Yeah. I did it. I finished Sophie's Choice. It's basically the saddest book ever, so this will be gif-heavy to try to balance the Holocaust + domestic abuse goin' on. First: HURRAY IT'S DONE!

But then there's also the whole "Oh it's done." *sadface* Because, and despite what I am going to say regarding its IMMENSE SADNESS, it is amazing. William Styron is a Writer Who Can Write. He's all "LOOK AT THE MAGICAL MIXTURE I MAKE WITH WORDS! I have a CRAFT and I do it well." He kiind of reminds me of Nabokov (whose autobiography I still have to read this year), because both pay SUCH careful attention to which words they're going to use, so you never feel like they were just trying to use whatever to communicate an idea — no, each word is important and chosen for a reason.

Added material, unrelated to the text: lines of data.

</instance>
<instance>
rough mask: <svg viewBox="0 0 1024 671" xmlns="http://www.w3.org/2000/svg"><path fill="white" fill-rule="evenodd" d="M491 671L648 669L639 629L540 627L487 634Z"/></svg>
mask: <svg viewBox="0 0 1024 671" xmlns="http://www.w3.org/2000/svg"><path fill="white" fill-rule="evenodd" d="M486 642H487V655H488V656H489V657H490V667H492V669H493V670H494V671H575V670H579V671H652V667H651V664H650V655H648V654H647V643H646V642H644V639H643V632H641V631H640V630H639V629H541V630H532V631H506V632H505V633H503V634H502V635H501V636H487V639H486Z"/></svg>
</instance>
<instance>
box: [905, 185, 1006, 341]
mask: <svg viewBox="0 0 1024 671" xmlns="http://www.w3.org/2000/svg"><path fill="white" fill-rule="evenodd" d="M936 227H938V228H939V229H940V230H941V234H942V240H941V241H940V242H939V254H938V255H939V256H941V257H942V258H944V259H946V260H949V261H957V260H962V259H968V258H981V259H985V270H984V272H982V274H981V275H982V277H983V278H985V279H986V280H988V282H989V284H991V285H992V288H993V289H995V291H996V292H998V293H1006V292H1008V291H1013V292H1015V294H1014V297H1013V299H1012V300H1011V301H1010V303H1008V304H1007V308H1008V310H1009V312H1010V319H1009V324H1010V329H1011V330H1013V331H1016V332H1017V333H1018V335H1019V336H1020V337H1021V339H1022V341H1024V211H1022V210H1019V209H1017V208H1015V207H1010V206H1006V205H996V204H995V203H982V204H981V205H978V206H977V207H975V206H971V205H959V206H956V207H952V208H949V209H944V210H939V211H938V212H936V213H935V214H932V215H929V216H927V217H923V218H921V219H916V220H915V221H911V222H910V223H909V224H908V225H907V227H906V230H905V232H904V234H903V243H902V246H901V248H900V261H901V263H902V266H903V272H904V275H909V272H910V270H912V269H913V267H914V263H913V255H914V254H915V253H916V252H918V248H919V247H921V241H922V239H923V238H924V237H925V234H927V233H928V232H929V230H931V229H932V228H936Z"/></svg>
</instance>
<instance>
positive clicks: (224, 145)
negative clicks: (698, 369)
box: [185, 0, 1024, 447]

This can also be maddening because, knowing that, it can take forever to read if you really want to appreciate it.

Oh, right, what is Sophie's Choice about. Essentially it's William Styron as the narrator, talking about the summer of 1947 when at age 22, living in Brooklyn and trying to be a writer, he met a woman (Sophie) and her boyfriend (Nathan). It pretty much alternates between Sophie being beaten up by Nathan when he goes into a schizophrenic rage, and her telling Styron (or "Stingo" as he's nicknamed for some reason he outlines early on) about her time in Auschwitz.

Yeah, Auschwitz.

It's pretty much a Holocaust book. I don't even know how to begin to do it justice, because I'm not one of those bloggers who likes to, y'know, "think" before she writes things down, but basically when you finish the book, despite every page being something hugely sad, you feel like you've learned and experienced a stunning amount. I finished it on the El last night headed back into Chicago, and I just kind of...sat there after closing it. And then thought about how much more I felt like I knew, about the camps and human experience and just — damn, it's an amazing book.

True, this will be you every 50 pages or so:

But it's worth it.

Towards the end, Sophie recounts a scene with a Jewish resistance fighter, who speaks of encountering a hostile Polish Resistance group:
"He looked at Wanda, filled with this rage and despair, and said, 'Three pistols I get, and sneers and laughter, to hold off twenty thousand Nazi troops. In the name of God, what is happening?'"
World War II was seventy years ago, which is NOT LONG AGO ENOUGH. At the very least, this book allows you space to contemplate how on EARTH that atrocity happened. How did we allow that? And by immersing yourself in it, you are able to leave the comfort and relative peace of your surroundings and solidify in your mind the knowledge that we cannot allow it to happen again.